Tellem and Manfred declined to discuss the meeting.

Management and players did not agree to ban steroids until late 2002. Testing with penalties did not begin until 2004 and penalties for a first offense didn't start until 2005.

An agreement was reached before the 2006 season to also ban amphetamines. An initial positive test subjects a player to counseling and up to six additional tests over the next year, and a second positive test leads to a 25-game suspension.

Gene Orza, the union's chief operating officer, said baseball officials could not confirm or deny the News report because they don't want the absence of a denial in any drug-testing case to be interpreted as a confirmation.

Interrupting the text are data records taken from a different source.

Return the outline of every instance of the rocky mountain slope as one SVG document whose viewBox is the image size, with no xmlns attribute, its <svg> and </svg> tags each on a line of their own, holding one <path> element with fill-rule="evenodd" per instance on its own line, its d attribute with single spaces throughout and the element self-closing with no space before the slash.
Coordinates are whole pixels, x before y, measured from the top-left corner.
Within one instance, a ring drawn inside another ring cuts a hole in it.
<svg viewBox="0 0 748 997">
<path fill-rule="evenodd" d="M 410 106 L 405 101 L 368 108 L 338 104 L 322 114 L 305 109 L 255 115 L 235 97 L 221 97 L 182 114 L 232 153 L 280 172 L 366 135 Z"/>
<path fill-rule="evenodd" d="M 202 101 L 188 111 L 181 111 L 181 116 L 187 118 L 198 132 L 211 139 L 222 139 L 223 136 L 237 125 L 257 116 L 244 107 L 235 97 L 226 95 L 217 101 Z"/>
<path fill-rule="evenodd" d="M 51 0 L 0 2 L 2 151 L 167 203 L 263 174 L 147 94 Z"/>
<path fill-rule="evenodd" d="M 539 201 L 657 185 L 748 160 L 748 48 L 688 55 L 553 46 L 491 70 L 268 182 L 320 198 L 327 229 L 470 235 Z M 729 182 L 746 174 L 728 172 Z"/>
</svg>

Names of players who test positive for amphetamines for the first time are not made public. The only other player linked to a positive amphetamine test has been Barry Bonds. When the Daily News reported in January that Bonds had tested positive, Bonds issued a statement that neither confirmed nor denied he did.

"I'm upset at the fact how we found out about Barry Bonds' positive test and now Jason's," Yankees center fielder Johnny Damon said. "It doesn't seem like the guidelines of the drug testing [are] being done correctly when anybody can go around and leak something that we don't know if it's true or not and we're not supposed to know until they get in trouble for the second time."

Giambi has been a figure in baseball's drug controversy for several years. He told a federal grand jury in 2003 that he used steroids during the 2001-2003 seasons and Human Growth Hormone in 2003, the San Francisco Chronicle reported in 2004.

Giambi made a general apology before spring training in 2005 but didn't specify what he was apologizing for. The New York Yankees' designated hitter then was quoted in USA Today last Friday as saying:

"I was wrong for doing that stuff. What we should have done a long time ago was stand up -- players, ownership, everybody -- and said: 'We made a mistake.' We should have apologized back then and made sure we had a rule in place and gone forward. ... Steroids and all of that was a part of history. But it was a topic that everybody wanted to avoid. Nobody wanted to talk about it."

In his comments to USA Today, Giambi was quoted as saying: "I'm probably tested more than anybody else. I'm not hiding anything."

While it would be difficult for baseball to penalize Giambi for using steroids before the 2002 drug agreement, any admission of use in 2003 would be a gray area. Baseball had survey testing without penalties that year -- the union is fighting government efforts to link tests with names -- and any attempt to discipline players for that year likely would wind up before an arbitrator.

Hall of Famer Frank Robinson took issue with one of Giambi's comments, saying the Yankees first baseman should speak for himself.

"If Jason wants to confess, then he should come out and say: 'I'm guilty. I apologize. I apologize to baseball. I apologize to all the fans that have supported me and supported baseball over the years. And I will clean up my act and promise you I will not do anything like this again,"' Robinson said during an interview on ESPN. "He should not drag others into [it], because when he says baseball, that includes everybody in baseball."

Before the Yankees played Boston on Tuesday night, Giambi was asked about a report in the New York Post that the Los Angeles Angels had interest in acquiring him. Giambi has a full no-trade clause.

"This is all news to me. I'm a Yankee," he said. "It's kind of fun to read. I never asked for it."

Giambi, who has been hobbled by a bone spur in his left heel, was hitting .268 with six home runs and 19 RBIs as of Wednesday.

The Associated Press contributed to this report.